During my pregnancy, I tried to fool myself into believing that I was just ill, that I had a tumor or something, not a baby in my belly, that after nine months I would be "cured" of this illness and could forget about it and go on with my life. This worked out pretty well for the first trimester, because I literally was ill; I felt sick unto death and had to be hospitalized on two occasions because my nausea was so severe I couldn't even hold down water. But by the second trimester, the self-deception was no longer possible. Once the baby was moving, it was no longer possible to imagine that it was anything other than a child, MY child. And it was not possible to prevent myself from bonding with my child; after all, it's not like I could get away from him; he was inside me, my constant companion for all those months, my travelling partner in the most difficult and painful journey of my life.

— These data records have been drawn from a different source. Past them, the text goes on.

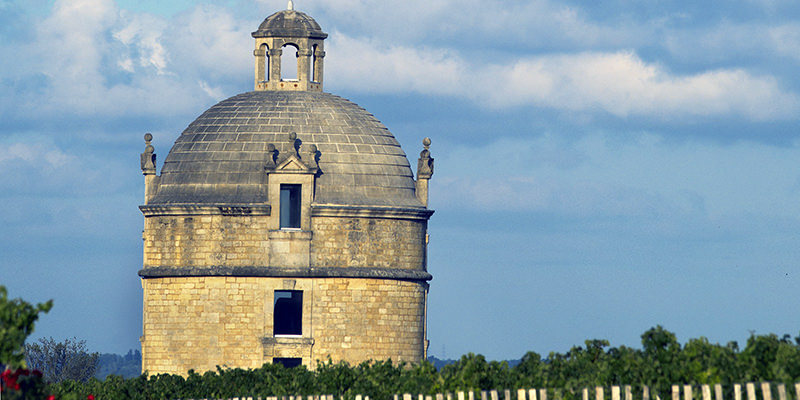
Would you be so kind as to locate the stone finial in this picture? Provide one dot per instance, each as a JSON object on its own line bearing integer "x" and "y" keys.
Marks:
{"x": 272, "y": 153}
{"x": 148, "y": 158}
{"x": 425, "y": 163}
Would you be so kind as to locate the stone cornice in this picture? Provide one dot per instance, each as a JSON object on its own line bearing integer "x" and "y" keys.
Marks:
{"x": 324, "y": 210}
{"x": 281, "y": 272}
{"x": 151, "y": 210}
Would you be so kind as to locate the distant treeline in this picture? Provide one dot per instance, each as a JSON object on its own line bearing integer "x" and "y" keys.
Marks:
{"x": 660, "y": 362}
{"x": 127, "y": 366}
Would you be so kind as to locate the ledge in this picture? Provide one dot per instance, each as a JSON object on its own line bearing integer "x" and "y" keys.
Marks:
{"x": 279, "y": 340}
{"x": 321, "y": 210}
{"x": 289, "y": 234}
{"x": 280, "y": 272}
{"x": 152, "y": 210}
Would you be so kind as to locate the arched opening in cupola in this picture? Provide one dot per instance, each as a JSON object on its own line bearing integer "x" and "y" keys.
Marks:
{"x": 264, "y": 49}
{"x": 313, "y": 65}
{"x": 289, "y": 62}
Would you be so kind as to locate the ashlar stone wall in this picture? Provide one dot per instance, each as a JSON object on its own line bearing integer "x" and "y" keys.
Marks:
{"x": 205, "y": 240}
{"x": 201, "y": 322}
{"x": 368, "y": 242}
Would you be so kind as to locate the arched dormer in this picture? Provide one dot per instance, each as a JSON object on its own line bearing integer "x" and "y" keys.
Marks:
{"x": 286, "y": 29}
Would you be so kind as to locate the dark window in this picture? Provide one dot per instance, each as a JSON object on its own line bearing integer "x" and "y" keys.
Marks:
{"x": 288, "y": 312}
{"x": 290, "y": 206}
{"x": 288, "y": 362}
{"x": 289, "y": 63}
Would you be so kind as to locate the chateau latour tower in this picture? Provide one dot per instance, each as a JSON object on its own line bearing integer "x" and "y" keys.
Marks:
{"x": 286, "y": 226}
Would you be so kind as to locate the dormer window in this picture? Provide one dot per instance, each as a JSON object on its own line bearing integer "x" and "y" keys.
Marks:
{"x": 291, "y": 203}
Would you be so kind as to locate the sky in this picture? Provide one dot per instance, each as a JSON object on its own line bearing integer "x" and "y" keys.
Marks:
{"x": 601, "y": 167}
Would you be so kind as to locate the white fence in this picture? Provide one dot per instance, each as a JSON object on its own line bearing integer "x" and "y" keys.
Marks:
{"x": 752, "y": 391}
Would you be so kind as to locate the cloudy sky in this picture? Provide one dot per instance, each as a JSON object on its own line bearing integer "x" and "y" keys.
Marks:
{"x": 601, "y": 167}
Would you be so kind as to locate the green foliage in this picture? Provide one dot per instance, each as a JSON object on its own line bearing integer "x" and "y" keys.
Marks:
{"x": 59, "y": 361}
{"x": 16, "y": 324}
{"x": 661, "y": 362}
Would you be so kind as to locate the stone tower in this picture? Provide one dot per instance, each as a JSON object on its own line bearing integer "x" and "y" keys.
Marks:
{"x": 286, "y": 226}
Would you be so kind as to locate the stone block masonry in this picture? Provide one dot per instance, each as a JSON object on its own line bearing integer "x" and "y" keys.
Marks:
{"x": 201, "y": 322}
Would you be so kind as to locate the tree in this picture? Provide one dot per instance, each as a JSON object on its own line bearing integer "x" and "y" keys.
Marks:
{"x": 16, "y": 324}
{"x": 60, "y": 361}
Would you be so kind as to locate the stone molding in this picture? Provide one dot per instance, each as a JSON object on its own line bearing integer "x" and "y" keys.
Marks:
{"x": 318, "y": 210}
{"x": 205, "y": 209}
{"x": 282, "y": 272}
{"x": 298, "y": 341}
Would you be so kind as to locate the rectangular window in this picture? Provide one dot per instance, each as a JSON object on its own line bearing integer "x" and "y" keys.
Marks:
{"x": 288, "y": 362}
{"x": 288, "y": 312}
{"x": 290, "y": 206}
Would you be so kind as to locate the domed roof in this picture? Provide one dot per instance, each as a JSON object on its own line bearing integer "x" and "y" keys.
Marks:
{"x": 220, "y": 157}
{"x": 290, "y": 23}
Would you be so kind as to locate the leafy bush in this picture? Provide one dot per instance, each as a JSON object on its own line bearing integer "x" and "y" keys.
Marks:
{"x": 661, "y": 362}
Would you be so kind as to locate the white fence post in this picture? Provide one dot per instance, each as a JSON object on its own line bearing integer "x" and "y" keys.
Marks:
{"x": 766, "y": 391}
{"x": 781, "y": 391}
{"x": 751, "y": 391}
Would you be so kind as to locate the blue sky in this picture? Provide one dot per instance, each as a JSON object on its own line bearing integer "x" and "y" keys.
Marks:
{"x": 601, "y": 167}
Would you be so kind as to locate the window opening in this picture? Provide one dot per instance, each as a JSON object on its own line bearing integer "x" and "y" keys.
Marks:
{"x": 314, "y": 63}
{"x": 288, "y": 312}
{"x": 265, "y": 49}
{"x": 289, "y": 63}
{"x": 290, "y": 206}
{"x": 288, "y": 362}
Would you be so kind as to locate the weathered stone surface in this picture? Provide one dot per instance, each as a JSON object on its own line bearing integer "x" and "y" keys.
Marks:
{"x": 201, "y": 322}
{"x": 347, "y": 260}
{"x": 220, "y": 157}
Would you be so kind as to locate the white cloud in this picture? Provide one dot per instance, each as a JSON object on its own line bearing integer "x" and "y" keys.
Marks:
{"x": 599, "y": 176}
{"x": 618, "y": 83}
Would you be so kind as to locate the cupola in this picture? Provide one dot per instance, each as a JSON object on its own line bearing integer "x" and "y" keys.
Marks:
{"x": 289, "y": 33}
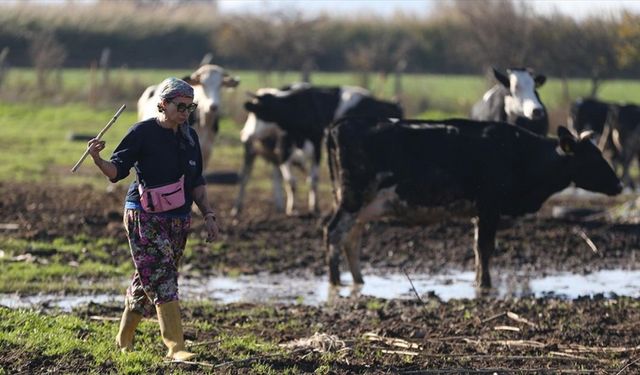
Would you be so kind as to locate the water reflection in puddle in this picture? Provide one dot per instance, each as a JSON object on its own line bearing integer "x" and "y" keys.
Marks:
{"x": 316, "y": 291}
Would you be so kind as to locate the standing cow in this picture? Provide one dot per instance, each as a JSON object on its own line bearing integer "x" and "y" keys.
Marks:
{"x": 422, "y": 171}
{"x": 617, "y": 127}
{"x": 286, "y": 126}
{"x": 207, "y": 83}
{"x": 514, "y": 100}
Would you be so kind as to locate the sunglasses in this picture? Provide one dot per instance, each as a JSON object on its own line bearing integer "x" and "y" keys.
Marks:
{"x": 181, "y": 107}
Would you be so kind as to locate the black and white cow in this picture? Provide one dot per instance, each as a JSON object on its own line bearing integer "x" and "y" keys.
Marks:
{"x": 286, "y": 127}
{"x": 207, "y": 82}
{"x": 514, "y": 100}
{"x": 422, "y": 171}
{"x": 617, "y": 127}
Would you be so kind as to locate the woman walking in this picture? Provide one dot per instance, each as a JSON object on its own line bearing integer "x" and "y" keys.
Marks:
{"x": 165, "y": 153}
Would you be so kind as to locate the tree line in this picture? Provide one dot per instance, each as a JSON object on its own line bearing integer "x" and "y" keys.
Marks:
{"x": 459, "y": 37}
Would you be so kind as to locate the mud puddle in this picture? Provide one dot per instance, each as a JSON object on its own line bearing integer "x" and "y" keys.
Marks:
{"x": 315, "y": 291}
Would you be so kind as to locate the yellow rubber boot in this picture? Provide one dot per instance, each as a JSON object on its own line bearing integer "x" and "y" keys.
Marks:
{"x": 128, "y": 324}
{"x": 171, "y": 330}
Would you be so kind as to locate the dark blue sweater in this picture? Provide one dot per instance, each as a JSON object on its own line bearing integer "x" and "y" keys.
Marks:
{"x": 160, "y": 156}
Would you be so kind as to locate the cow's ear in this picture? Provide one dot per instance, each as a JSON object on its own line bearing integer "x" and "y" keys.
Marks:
{"x": 566, "y": 140}
{"x": 250, "y": 106}
{"x": 189, "y": 80}
{"x": 540, "y": 79}
{"x": 504, "y": 80}
{"x": 229, "y": 81}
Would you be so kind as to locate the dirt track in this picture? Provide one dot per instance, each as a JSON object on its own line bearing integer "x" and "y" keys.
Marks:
{"x": 262, "y": 240}
{"x": 593, "y": 334}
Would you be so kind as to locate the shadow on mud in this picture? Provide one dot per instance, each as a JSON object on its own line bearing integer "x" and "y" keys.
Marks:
{"x": 315, "y": 291}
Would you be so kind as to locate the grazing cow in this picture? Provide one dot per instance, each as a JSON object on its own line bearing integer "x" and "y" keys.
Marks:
{"x": 514, "y": 100}
{"x": 286, "y": 127}
{"x": 207, "y": 83}
{"x": 423, "y": 171}
{"x": 617, "y": 127}
{"x": 625, "y": 135}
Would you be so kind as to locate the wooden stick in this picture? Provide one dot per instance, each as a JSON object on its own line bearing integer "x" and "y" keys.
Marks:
{"x": 99, "y": 136}
{"x": 413, "y": 287}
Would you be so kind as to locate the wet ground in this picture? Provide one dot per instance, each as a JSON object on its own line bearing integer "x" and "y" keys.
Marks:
{"x": 527, "y": 334}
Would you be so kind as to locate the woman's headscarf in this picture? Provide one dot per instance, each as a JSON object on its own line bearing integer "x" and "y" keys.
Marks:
{"x": 172, "y": 88}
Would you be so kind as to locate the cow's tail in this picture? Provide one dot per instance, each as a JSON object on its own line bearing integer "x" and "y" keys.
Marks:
{"x": 333, "y": 160}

If you have ever been pregnant then you KNOW what it's like, biologically speaking. The fact that one is making an adoption plan does not alter one's basic feelings for and about the baby. IMO, what you are asking of your daughter is simply too much. Like any mother, she has every right to decide for herself whether or not she will see her baby, and whether or not she will continue to have contact with her child's adoptive family once he or she is relinquished. She is lucky to have a supportive family... but ONLY if her family supports her decisions, not suggests things to her which run counter to both her best interest and her baby's. Please educate yourselves about the benefits of open adoption for both mother and child before rejecting it out of hand.